Copyright Port Au Prince Pictures |
De son côté, Monika se trouve à un tournant de sa vie. Sa carrière devient floue tandis qu’elle décide de briguer la direction de la salle d’exposition. Sa rencontre avec Joseph se superpose à ce changement et vient alimenter une vie bien morne et solitaire. Le début du film en montre un bout. Elle boit son café à son balcon. Elle traverse la ville à pied. Elle effectue des visites guidées de l’exposition en cours. Elle rentre chez elle, seule. Puis, tout comme la décision de postuler pour la direction, elle décide sur un coup de tête d’entrer dans un bar clandestin pour acheter des cigarettes. Alors que des policiers viennent y faire une descente, elle voit pour la première fois Joseph qui la convainc de se cacher derrière des poubelles.

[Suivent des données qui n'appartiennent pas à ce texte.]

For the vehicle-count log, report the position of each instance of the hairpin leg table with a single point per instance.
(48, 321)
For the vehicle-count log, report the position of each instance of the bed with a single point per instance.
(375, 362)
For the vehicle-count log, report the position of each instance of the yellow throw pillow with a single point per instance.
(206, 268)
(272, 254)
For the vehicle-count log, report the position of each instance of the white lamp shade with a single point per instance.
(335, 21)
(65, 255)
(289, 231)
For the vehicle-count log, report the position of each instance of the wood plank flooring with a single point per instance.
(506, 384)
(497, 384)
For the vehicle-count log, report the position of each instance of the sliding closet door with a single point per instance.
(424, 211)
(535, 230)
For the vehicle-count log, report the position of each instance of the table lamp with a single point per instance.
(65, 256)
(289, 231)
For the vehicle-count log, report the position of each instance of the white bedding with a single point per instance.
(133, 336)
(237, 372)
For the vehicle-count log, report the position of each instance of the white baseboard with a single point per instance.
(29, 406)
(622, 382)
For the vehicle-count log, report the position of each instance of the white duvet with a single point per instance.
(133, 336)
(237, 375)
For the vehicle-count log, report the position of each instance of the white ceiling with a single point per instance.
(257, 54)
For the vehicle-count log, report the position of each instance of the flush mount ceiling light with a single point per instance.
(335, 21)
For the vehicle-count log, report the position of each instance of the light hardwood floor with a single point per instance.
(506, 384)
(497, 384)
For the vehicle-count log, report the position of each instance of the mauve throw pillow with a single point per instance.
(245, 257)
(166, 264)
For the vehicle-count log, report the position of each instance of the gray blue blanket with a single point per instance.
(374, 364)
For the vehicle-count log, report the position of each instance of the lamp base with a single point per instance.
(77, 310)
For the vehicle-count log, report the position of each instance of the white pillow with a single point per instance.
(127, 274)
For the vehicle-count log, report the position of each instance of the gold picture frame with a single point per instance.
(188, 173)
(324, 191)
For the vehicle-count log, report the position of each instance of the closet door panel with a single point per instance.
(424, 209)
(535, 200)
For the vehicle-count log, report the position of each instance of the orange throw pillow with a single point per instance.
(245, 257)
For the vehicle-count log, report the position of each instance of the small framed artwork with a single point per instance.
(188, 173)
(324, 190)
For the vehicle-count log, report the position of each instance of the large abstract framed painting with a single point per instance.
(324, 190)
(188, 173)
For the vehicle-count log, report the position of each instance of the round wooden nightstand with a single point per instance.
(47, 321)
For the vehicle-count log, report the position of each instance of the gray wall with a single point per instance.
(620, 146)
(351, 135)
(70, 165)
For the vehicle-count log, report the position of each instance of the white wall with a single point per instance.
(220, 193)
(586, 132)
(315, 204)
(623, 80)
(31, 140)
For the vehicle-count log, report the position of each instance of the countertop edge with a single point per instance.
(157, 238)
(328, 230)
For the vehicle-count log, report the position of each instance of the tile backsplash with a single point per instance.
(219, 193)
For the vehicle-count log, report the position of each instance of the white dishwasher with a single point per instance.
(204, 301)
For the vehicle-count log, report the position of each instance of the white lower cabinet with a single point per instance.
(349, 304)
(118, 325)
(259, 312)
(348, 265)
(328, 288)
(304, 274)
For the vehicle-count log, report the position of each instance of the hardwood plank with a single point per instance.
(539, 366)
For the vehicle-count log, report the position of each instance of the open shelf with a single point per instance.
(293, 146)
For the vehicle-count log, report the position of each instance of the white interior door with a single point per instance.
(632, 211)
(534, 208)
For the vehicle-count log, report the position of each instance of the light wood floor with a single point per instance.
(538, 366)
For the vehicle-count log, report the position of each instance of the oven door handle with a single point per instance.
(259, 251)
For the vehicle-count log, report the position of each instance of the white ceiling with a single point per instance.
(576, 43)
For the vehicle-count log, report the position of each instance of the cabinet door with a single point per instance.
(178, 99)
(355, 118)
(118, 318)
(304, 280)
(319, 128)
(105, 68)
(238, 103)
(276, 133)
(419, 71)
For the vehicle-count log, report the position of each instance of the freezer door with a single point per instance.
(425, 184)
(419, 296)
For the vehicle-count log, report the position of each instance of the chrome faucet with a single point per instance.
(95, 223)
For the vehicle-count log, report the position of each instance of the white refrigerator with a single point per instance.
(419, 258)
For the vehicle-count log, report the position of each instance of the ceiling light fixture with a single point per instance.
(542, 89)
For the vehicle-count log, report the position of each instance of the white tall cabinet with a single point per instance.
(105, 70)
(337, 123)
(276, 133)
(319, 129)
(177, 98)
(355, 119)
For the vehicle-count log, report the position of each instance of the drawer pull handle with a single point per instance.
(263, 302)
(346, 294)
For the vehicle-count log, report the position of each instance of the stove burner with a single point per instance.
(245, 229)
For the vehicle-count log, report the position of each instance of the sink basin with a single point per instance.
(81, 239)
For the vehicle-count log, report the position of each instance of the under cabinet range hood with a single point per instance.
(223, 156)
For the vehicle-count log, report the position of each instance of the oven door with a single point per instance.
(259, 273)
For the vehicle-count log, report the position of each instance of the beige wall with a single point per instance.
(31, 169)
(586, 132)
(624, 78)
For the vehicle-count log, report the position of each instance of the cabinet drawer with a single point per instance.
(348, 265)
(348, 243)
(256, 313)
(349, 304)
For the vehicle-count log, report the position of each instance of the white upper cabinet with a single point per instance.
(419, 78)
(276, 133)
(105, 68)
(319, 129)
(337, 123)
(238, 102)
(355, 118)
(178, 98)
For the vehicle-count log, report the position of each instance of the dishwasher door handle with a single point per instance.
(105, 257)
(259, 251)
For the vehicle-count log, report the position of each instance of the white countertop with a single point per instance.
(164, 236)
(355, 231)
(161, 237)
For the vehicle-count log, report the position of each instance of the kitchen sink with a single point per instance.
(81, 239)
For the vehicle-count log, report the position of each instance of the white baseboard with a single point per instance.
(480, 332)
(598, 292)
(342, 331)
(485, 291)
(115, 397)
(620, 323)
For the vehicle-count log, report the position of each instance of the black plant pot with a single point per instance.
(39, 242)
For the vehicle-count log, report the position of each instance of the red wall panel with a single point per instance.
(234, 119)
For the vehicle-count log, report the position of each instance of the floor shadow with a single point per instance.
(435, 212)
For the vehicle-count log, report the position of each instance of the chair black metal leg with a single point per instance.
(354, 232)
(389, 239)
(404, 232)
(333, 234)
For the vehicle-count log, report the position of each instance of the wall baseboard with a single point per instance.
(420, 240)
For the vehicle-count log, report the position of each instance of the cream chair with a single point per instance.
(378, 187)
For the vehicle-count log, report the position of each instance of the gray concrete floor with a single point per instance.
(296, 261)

Le prince n’a pas pour but de dénoncer les préjugés, il veut surtout flouter les définitions que l’on se donne. Joseph et Monika viennent de deux mondes différents, pourtant, au-delà des dissemblances, la volonté d’être tout à fait quelque chose transparaît des deux côtés. Du côté des ami⋅es blanc⋅hes de Monika, on se définit par son travail. Juriste, professeur, commissaire d’exposition, directeur, … Lors d’un dîner, ces derniers sondent Joseph sur son métier pour pouvoir lui donner une étiquette comme la leur. Ses vagues réponses ne leur plaisent pas, suspectant une arnaque derrière les explications sur les diamants. C’est même Monika qui leur annonce qu’il possède une mine de diamant, toute fière, ce que lui reprochera Joseph après le dîner. Contrairement à elle, dans son monde à lui on reste discret sur ses activités, pour éviter d'éventuels problèmes. Du côté de Joseph, on se définit par ce qu’on dégage. Ses amis pensent que Monika est forcément riche parce qu’elle est blanche, possède un grand appartement et travaille dans la culture. Tout se joue sur l’apparence et les préjugés derrière ces apparences. Mais les deux communautés ne sont pas filmées à part égale. Tandis que celle de Joseph accueille Monika à bras ouvert, celle de Monika, les élites blancs, ne peuvent s’empêcher de perpétuer un regard condescendant sur Joseph, sous couvert d’être inquiet pour elle.
Copyright Port Au Prince Pictures |
Lisa Bierwirth a bien digéré les inspirations de ses pairs et dévoile une mise en scène minimaliste. Rien ne dépasse et tout ce qui est filmé sert au récit, où se combattent élégance et réalisme. Et c’est bien là le problème. Le prince est un film solide mais que l’on a déjà vu cent fois. Un film scolaire, dans sa façon de cocher toutes les cases théoriques d’un bon film, sans toutefois s'élever au-delà. Mais sous ce masque de froideur (très allemand il est vrai) se cache une écriture vive et pointue du portrait féminin que le film a construit. Une femme qui ne se laisse pas vraiment happer par l’euphorie amoureuse mais qui accepte pleinement l’ouragan que devient sa vie. Ce portrait nuancé et ambigu porte en lui un espoir de voir le regard aiguisé de Lisa Bierwirth dans un prochain film plus libre dans sa mise en scène. On le lui souhaite.